The book was launched in a carpet shop window display
The book was launched in a carpet shop window display

The high-end printer has produced a three-book boxset for collage artist Hormazd Nariewalla’s Diamond Dolls project.

Boss previously worked with the London-based, Indian-born artist on Paper Dolls, which formed the inspiration for Nariewalla’s latest endeavor.

Diamond Dolls is a homage to David Bowie. It consists of a series of 36 Geisha style caricatures of Bowie’s Ziggy Stardust alter ego made up from discarded Saville Row tailoring patterns, which regularly feature in Nariewalla’s work thanks to his background in fashion design.

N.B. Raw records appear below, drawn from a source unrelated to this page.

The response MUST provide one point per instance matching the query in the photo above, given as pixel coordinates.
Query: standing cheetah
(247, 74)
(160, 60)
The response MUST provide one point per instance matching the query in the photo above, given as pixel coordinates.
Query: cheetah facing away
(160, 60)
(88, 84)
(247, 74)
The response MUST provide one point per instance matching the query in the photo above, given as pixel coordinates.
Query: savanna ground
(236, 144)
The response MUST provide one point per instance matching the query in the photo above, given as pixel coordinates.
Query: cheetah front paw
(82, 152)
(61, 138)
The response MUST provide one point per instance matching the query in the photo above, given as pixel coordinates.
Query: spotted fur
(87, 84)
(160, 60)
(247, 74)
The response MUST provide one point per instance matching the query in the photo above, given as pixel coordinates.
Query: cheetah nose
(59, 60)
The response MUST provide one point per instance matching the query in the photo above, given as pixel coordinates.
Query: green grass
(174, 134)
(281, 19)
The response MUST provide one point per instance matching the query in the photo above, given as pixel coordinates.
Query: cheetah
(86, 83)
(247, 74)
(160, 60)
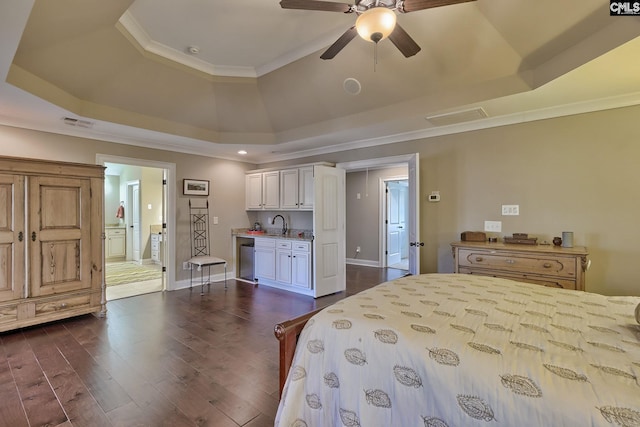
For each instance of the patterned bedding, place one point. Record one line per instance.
(451, 350)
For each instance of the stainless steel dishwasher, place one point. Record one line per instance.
(246, 261)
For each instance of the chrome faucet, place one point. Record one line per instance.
(284, 223)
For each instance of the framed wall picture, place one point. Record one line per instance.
(195, 187)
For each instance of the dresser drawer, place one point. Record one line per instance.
(46, 308)
(552, 282)
(516, 262)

The project was launched last Monday (12 July) in a window display installed by Boss Print at high-end Persian carpet specialist Essie in London’s Mayfair. The unusual venue came about following a previous tie-up on a carpet design between Nariewalla and Essie.

The display will run for four weeks at the 255 year-old carpet importer's retail base, before moving to Hackett’s flagship London store. The project is also on display at the Eagle Art Gallery in Farringdon until 7 August.

“The book really is a standout piece and unique and as such has gained a lot of interest already even before its launch,” said Boss Print managing director Fenton Smith, who also founded the book’s co-publisher Concentric Editions.

Key creative influencers including GQ editor Dylan Jones, British Vogue editor Edward Enninful, and actor Russell Tovey, who hosts the Talk Art podcast were all sent copies to promote the book.

Only 300 of the signed Diamond Dolls boxsets, which are currently available at a discounted pre-publication price of £190, are being produced.

According to Smith, the 240x165mm format books in boxset are concertina folded with each of the three ‘Acts’, or books, featuring 12 of the 36 artworks on one side and a sort of abstract ‘making of’ detailing Nariewalla’s methods on the reverse. The three books are then collectively presented in a “canvas wallet”.

When unfurled each book becomes a 1.75m long piece of art in its own right, meaning the set works as a book or artwork.

“It’s entirely up to the owner how they want to display them,” said Smith.

The artist himself, in an interview with London Live, described it as “a sculpture that closes into a book and the idea [is] that the exhibition comes to you and that’s a symptom of the pandemic.”

The book was litho printed by west London-based Boss using its own Vivid Colour process, which involves running a 10-micron stochastic dot and an expanded colour gamut. It also features embellishments such as clear iridescent foil blocking for some of the Ziggys, an iridescent foil and distressed gold on the covers.

“There are loads of things going on, not least the vibrant colours and detail from Vivid Colours,” said Smith.

“Our printing process was developed so that art, especially photography, looks as good in a book as it does on the wall of a gallery – I don’t know of anyone else that can achieve that, it’s like a Giclée print in a book.”

As well as the three books, also included in the cloth bound wallet is a hand-signed certificate printed on the business’s recently installed seven-colour HP Indigo 7900, which features a foiled edition number.

The Diamond Dolls collection is co-published by Concentric Editions and Eagle Art Gallery/EMH Arts and produced entirely in-house by Boss Print.